Obvio que no pretende Eco recuperar ese sentido fatalista y atrabiliario de la honra, sino recordarlo para dejar al descubierto el extremo opuesto que rige los comportamientos sociales hoy día: la búsqueda compulsiva de reconocimiento. No en el sentido de estima, sino en el más banal de que lo señalen a uno en la calle, para lo cual los medios de comunicación y la permisividad social hacen las veces de fanfarria. Son coautores de las idolatrías desechables.
“La clave radica en ser visto por mucha gente, y la mejor forma de hacer eso es aparecer en televisión. No es necesario ser un ganador del Nobel o un primer ministro; todo lo que uno tiene que hacer es confesar en un programa de televisión que su pareja lo ha traicionado… Es fácil convertirse en un sujeto de interés popular mediante el recurso de acostarse con una celebridad o ser acusado de un fraude”, sostiene el escritor y semiólogo italiano. O de empelotarse, o de negociar los principios, o de ser áulico del poder, o de ser extravagante, o… Siempre va a ser más rápido, fácil y efectivo coger por el atajo.
Evidencias sobran, espacio no. Así que contentémonos con un rápido vistazo de última moda. Pablo Escobar, por ejemplo.
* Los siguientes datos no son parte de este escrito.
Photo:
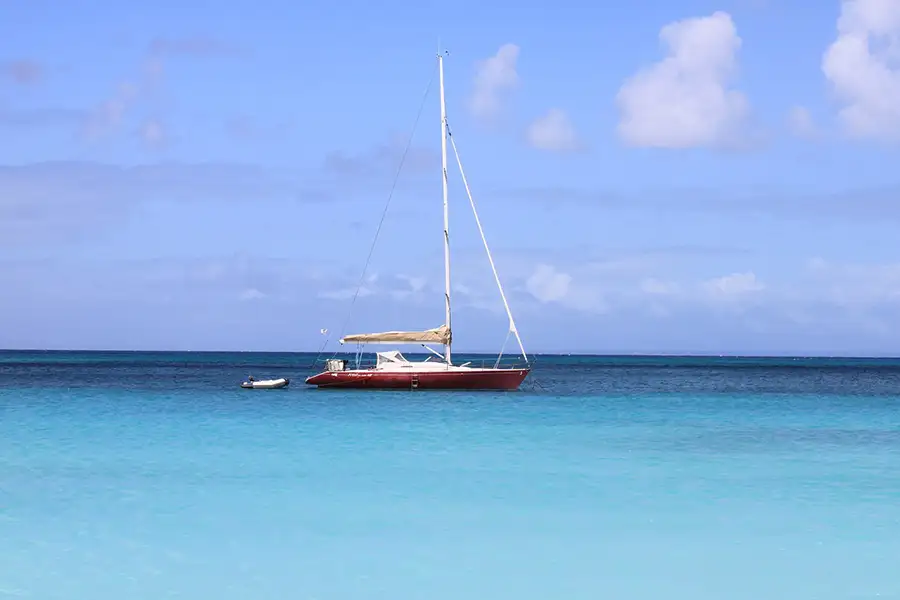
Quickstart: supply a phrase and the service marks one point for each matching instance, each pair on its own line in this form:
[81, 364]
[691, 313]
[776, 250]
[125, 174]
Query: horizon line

Con el argumento de que hay que contar la historia de este y de todos los capos, una y otra vez, para que no se repita entre los jóvenes, dos programadoras elevan los ratings y ponen a sonar las registradoras que es lo que, en últimas, les interesa: exprimir la narcogallina de los huevos de oro, mediante la anestesia colectiva del espectador. ¿O será que les parece muy pedagógico que por cuenta de unos mercachifles, escudados en la serie televisada, niños de los barrios populares anden intercambiando laminitas y llenando álbumes con las hazañas de Escobar?
(Hace poco escuché una conversación en la que un señor contaba a otros, con sorpresa e indignación, que tanto en Miami como en Chicago había visto varios buses, fungiendo de vallas móviles, anunciando El patrón del mal y El capo 2, con fotos gigantes de los actores que los personifican en la pantalla).
Menos grave, digamos, en términos de reputación nacional, mas no en términos de dignidad personal, es la ola de los realities. Alta y encrespada como si de un tsunami se tratara, tiene a los televidentes con el morbo al cuello. Y a los participantes-náufragos, sacando a flote lo peorcito de sí mismos, con tal de sobrevivir al experimento y poder ser reconocidos en la calle. “¡Oh, ahí va!”.
Cuánta razón tiene Eco.
Etcétera 1: Naturaleza y arte sí pueden ir de la mano. La galería de murales que varios artistas, con el patrocinio de varias empresas, han “abierto” por la subida de Las Palmas -antes del Alto-, así lo demuestra. Qué buena idea.
Etcétera 2: Fulanita, la amiga mía, estuvo por estos días comiendo en “Lucio”, detrás de la gasolinera de la entrada de Envigado. Todavía se saboreaba. “Mmmm, como para relamerse los bigotes”, me dijo. ¿Los bigotes? “Pues…, si los tuviera”. Mmmm, me antojé.